PLoS One 2021 12;16(10):e0258406. Epub 2021 Oct 12.

Department of Medicine, School of Clinical Sciences at Monash Health, Monash University, Clayton, Victoria, Australia.

Background: Hypertension is a major global public health problem. Elevated blood pressure can cause cardiovascular and kidney diseases. We assessed the effectiveness of health education sessions and home support programs in reducing blood pressure among patients with uncontrolled hypertension in a suburban community of Nepal.

Methods: We conducted a community-based, open-level, parallel-group, cluster randomized controlled trial in Birendranagar municipality of Surkhet, Nepal. We randomly assigned four clusters (wards) into intervention and control arms. We provided four health education sessions, frequent home and usual care for intervention groups over six months. The participants of the control arm received only usual care from health facilities. The primary outcome of this study was the proportion of controlled systolic blood pressure (SBP). The analysis included all participants who completed follow-up at six months.

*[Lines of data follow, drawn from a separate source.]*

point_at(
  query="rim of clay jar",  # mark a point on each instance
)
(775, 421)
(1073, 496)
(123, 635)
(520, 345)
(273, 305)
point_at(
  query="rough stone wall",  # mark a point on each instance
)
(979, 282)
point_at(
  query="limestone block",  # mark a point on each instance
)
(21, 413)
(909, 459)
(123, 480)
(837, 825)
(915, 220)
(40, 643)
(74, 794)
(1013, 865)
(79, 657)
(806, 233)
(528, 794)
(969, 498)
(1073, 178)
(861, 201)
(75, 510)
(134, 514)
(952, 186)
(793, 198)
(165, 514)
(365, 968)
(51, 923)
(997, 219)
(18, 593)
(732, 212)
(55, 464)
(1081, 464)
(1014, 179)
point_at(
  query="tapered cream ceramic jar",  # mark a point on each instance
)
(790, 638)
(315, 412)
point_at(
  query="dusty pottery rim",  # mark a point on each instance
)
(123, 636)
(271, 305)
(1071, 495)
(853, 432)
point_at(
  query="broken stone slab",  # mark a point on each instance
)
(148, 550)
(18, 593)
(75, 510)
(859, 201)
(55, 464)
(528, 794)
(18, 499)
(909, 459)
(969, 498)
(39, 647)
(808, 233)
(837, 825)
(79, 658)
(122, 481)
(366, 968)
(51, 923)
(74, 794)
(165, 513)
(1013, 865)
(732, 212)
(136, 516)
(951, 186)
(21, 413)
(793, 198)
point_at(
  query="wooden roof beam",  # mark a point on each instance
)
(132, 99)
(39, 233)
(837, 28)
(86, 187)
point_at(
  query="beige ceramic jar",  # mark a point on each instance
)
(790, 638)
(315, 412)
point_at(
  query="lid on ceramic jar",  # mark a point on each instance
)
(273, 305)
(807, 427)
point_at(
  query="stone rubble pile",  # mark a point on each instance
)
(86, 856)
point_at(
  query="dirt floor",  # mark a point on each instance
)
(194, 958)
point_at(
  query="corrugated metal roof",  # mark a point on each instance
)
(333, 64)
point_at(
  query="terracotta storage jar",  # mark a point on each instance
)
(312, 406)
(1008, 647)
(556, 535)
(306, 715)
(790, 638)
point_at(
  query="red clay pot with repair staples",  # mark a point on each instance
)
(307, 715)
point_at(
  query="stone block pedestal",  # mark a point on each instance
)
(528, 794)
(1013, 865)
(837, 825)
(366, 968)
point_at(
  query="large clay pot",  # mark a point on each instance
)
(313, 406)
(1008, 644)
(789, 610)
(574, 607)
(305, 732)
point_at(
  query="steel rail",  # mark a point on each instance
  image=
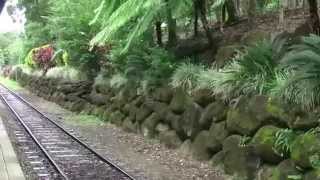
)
(108, 161)
(55, 164)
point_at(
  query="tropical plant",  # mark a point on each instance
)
(186, 76)
(139, 15)
(284, 141)
(250, 72)
(66, 73)
(303, 62)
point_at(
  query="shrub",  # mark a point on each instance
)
(250, 72)
(41, 57)
(186, 76)
(118, 80)
(302, 85)
(66, 73)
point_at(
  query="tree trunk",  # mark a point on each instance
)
(159, 33)
(2, 3)
(172, 26)
(251, 11)
(314, 16)
(201, 4)
(231, 10)
(196, 19)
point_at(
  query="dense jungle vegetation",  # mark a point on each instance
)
(147, 43)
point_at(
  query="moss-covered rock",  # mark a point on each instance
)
(203, 97)
(129, 126)
(158, 107)
(144, 112)
(200, 148)
(217, 133)
(217, 159)
(252, 37)
(263, 143)
(304, 147)
(161, 127)
(163, 94)
(214, 112)
(116, 118)
(312, 175)
(286, 170)
(238, 160)
(179, 101)
(303, 120)
(170, 139)
(190, 120)
(149, 125)
(265, 172)
(225, 54)
(250, 114)
(98, 99)
(186, 148)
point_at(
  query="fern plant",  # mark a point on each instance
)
(186, 76)
(139, 15)
(303, 62)
(250, 72)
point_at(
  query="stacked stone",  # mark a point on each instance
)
(199, 124)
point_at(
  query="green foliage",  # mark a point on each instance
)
(66, 73)
(10, 48)
(284, 141)
(136, 15)
(302, 84)
(250, 72)
(143, 65)
(186, 76)
(118, 81)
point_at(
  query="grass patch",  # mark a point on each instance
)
(13, 85)
(84, 119)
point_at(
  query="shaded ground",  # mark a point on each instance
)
(145, 159)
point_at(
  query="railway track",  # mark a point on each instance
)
(58, 153)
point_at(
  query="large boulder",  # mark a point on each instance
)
(286, 170)
(217, 133)
(225, 54)
(186, 148)
(250, 114)
(302, 120)
(144, 112)
(305, 147)
(116, 118)
(252, 37)
(203, 97)
(214, 112)
(161, 127)
(217, 159)
(175, 122)
(190, 120)
(312, 175)
(241, 161)
(98, 99)
(200, 148)
(179, 101)
(265, 173)
(263, 143)
(129, 126)
(133, 110)
(170, 139)
(149, 125)
(163, 94)
(158, 107)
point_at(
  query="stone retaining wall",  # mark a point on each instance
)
(239, 136)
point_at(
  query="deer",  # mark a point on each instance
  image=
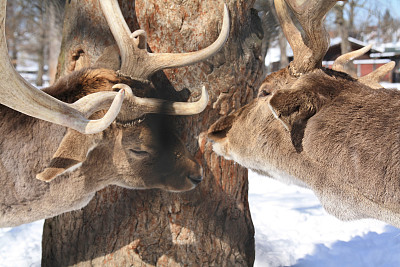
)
(320, 128)
(93, 128)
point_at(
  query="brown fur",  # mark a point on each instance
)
(138, 154)
(347, 149)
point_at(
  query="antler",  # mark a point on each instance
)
(19, 95)
(372, 79)
(309, 47)
(133, 46)
(153, 105)
(342, 60)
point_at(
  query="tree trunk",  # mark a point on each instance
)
(208, 226)
(53, 42)
(42, 45)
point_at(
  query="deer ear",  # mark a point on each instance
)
(70, 155)
(293, 108)
(220, 128)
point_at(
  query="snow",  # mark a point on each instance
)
(292, 229)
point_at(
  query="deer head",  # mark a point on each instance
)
(320, 128)
(133, 144)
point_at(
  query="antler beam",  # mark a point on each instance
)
(309, 47)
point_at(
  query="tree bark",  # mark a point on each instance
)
(208, 226)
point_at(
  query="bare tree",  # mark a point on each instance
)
(343, 29)
(209, 226)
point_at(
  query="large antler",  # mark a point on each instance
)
(137, 62)
(310, 46)
(19, 95)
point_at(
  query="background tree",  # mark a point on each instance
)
(209, 226)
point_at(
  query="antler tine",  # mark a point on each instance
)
(372, 79)
(342, 60)
(309, 49)
(153, 105)
(137, 63)
(19, 95)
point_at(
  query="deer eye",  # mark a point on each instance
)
(139, 153)
(263, 93)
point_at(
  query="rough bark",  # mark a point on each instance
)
(208, 226)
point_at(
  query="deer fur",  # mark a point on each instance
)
(144, 153)
(328, 132)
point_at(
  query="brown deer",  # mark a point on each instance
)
(139, 150)
(321, 128)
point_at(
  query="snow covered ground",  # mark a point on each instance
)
(292, 229)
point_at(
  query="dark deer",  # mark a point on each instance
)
(321, 128)
(139, 150)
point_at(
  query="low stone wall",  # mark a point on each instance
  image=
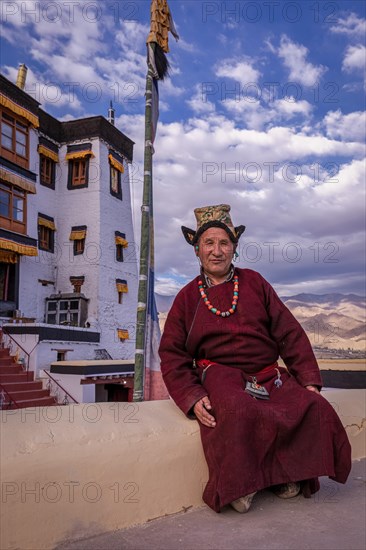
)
(80, 470)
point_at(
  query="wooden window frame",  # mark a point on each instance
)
(9, 222)
(47, 171)
(46, 239)
(79, 247)
(78, 176)
(114, 173)
(18, 128)
(119, 253)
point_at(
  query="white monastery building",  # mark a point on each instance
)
(68, 266)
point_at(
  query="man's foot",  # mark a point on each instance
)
(242, 504)
(287, 490)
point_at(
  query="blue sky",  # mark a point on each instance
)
(264, 110)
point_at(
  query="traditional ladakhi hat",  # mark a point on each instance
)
(213, 216)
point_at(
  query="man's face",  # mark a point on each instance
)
(215, 250)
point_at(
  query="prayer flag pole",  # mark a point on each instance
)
(157, 46)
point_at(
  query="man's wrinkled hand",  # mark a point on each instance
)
(312, 388)
(201, 410)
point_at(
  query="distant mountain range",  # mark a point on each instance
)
(333, 321)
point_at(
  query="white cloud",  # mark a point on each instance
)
(350, 25)
(349, 127)
(199, 103)
(355, 58)
(257, 116)
(241, 71)
(295, 59)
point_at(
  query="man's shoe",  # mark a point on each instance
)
(287, 490)
(242, 504)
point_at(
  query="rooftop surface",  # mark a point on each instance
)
(333, 519)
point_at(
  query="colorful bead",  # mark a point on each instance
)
(216, 311)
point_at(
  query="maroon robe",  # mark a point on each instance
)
(295, 435)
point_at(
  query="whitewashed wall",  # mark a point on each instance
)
(103, 214)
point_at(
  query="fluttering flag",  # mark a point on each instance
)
(157, 46)
(148, 383)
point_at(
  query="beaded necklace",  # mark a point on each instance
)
(213, 309)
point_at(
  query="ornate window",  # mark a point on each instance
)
(14, 139)
(121, 243)
(47, 166)
(122, 334)
(46, 233)
(13, 208)
(78, 235)
(78, 157)
(116, 169)
(122, 288)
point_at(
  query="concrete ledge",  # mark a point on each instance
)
(77, 471)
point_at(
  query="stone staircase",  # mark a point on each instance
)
(21, 390)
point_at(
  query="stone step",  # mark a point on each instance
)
(11, 369)
(7, 360)
(26, 395)
(22, 386)
(41, 402)
(19, 377)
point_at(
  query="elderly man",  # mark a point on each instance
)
(261, 425)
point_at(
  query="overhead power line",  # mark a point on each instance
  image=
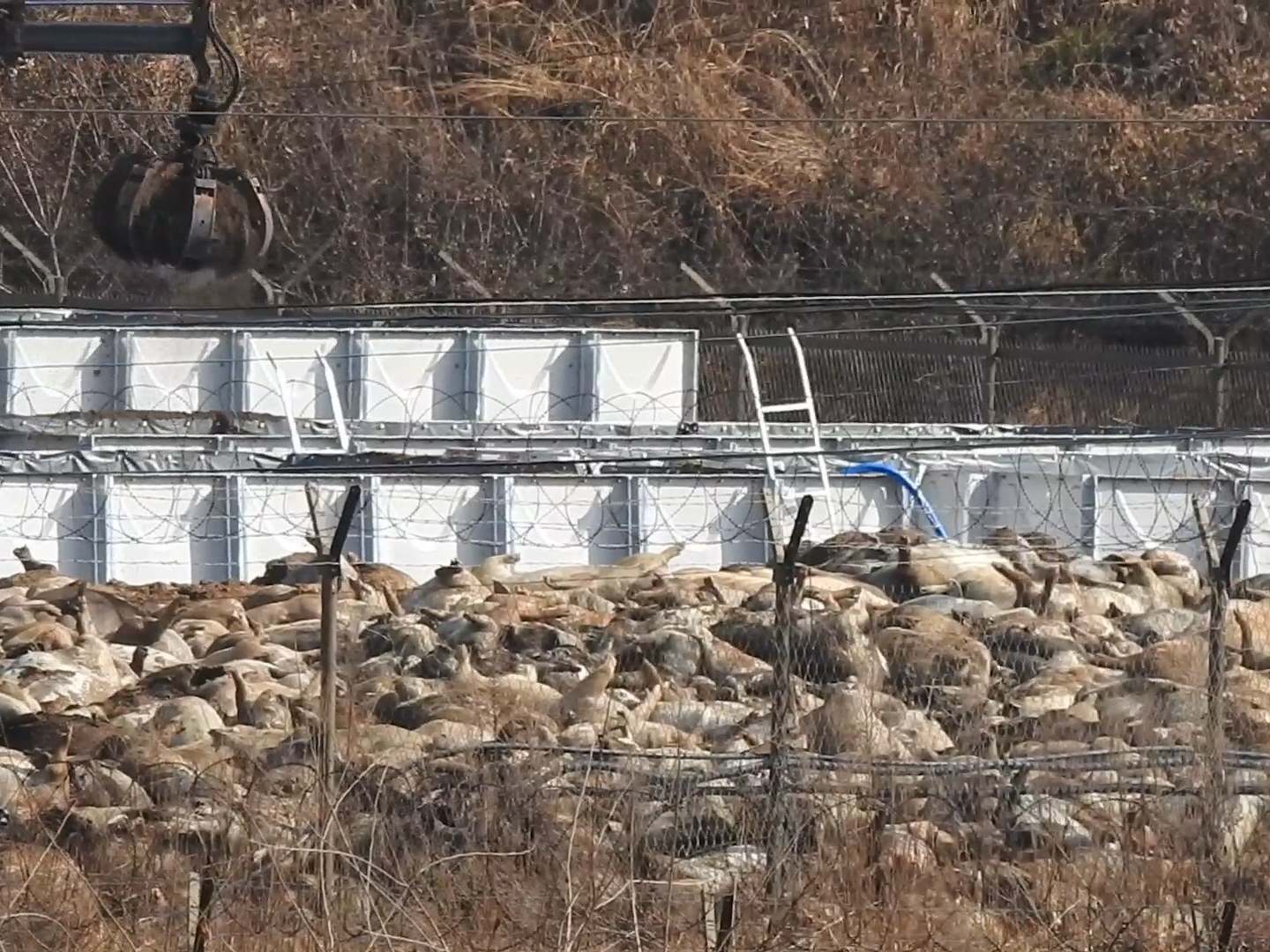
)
(817, 121)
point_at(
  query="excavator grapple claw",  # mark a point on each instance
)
(183, 213)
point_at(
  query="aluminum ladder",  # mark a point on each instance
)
(781, 502)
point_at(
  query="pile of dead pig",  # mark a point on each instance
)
(995, 701)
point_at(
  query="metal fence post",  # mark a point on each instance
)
(1220, 351)
(1217, 786)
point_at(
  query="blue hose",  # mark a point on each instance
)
(883, 470)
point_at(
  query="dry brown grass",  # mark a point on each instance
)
(600, 207)
(484, 859)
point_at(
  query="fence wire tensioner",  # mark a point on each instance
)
(178, 208)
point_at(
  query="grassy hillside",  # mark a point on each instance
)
(611, 201)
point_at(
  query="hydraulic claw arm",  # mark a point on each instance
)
(179, 210)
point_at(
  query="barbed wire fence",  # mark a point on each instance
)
(968, 792)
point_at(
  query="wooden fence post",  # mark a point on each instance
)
(780, 834)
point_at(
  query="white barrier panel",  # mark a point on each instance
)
(959, 499)
(641, 380)
(563, 522)
(161, 528)
(868, 504)
(149, 527)
(415, 378)
(494, 376)
(531, 378)
(719, 521)
(424, 524)
(56, 372)
(276, 521)
(296, 361)
(176, 372)
(1052, 505)
(1140, 513)
(54, 518)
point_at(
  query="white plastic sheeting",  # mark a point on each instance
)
(400, 376)
(161, 525)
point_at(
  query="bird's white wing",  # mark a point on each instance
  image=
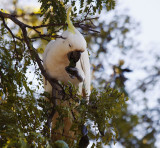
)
(84, 60)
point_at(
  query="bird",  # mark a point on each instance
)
(67, 60)
(58, 54)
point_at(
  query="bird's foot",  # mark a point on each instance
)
(73, 72)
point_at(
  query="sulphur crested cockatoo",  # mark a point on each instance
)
(66, 59)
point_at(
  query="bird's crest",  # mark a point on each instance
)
(71, 28)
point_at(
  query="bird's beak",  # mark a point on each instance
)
(74, 56)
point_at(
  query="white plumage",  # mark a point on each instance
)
(55, 60)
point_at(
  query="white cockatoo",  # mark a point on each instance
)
(66, 59)
(58, 56)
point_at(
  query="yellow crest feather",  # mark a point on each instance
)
(71, 28)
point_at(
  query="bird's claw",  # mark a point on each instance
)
(73, 72)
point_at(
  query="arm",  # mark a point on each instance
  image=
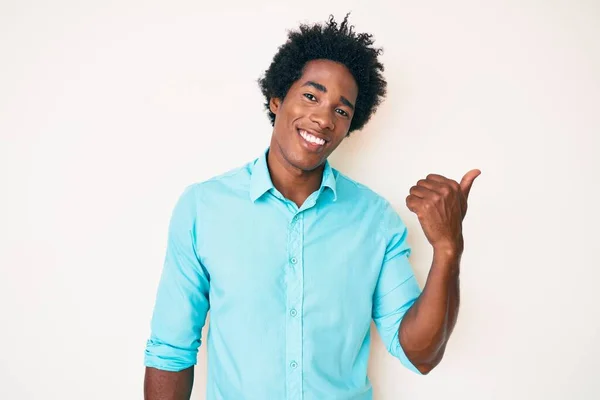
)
(426, 327)
(167, 385)
(180, 309)
(441, 205)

Results: 125 participants were assigned to either the intervention (n = 63) or the control (n = 62) group. Of them, 60 participants in each group completed six months follow-up. The proportion of controlled SBP was significantly higher among the intervention participants compared to the control (58.3% vs. 40%). Odds ratio of this was 2.1 with 95% CI: 1.01-4.35 (p = 0.046) and that of controlled diastolic blood pressure (DBP) was 1.31 (0.63-2.72) (p = 0.600). The mean change (follow-up minus baseline) in SBP was significantly higher in the intervention than in the usual care (-18.7 mmHg vs. -11.2 mmHg, p = 0.041). Such mean change of DBP was also higher in the intervention (-10.95 mmHg vs. -5.53 mmHg, p = 0.065). The knowledge score on hypertension improved by 2.38 (SD 2.4) in the intervention arm, which was significantly different from that of the control group, 0.13 (1.8) (p<0.001).

Conclusions: Multiple health education sessions complemented by frequent household visits by health volunteers can effectively improve knowledge on hypertension and reduce blood pressure among uncontrolled hypertensive patients at the community level in Nepal.

Trial Registration: ClinicalTrial.gov: NCT02981251.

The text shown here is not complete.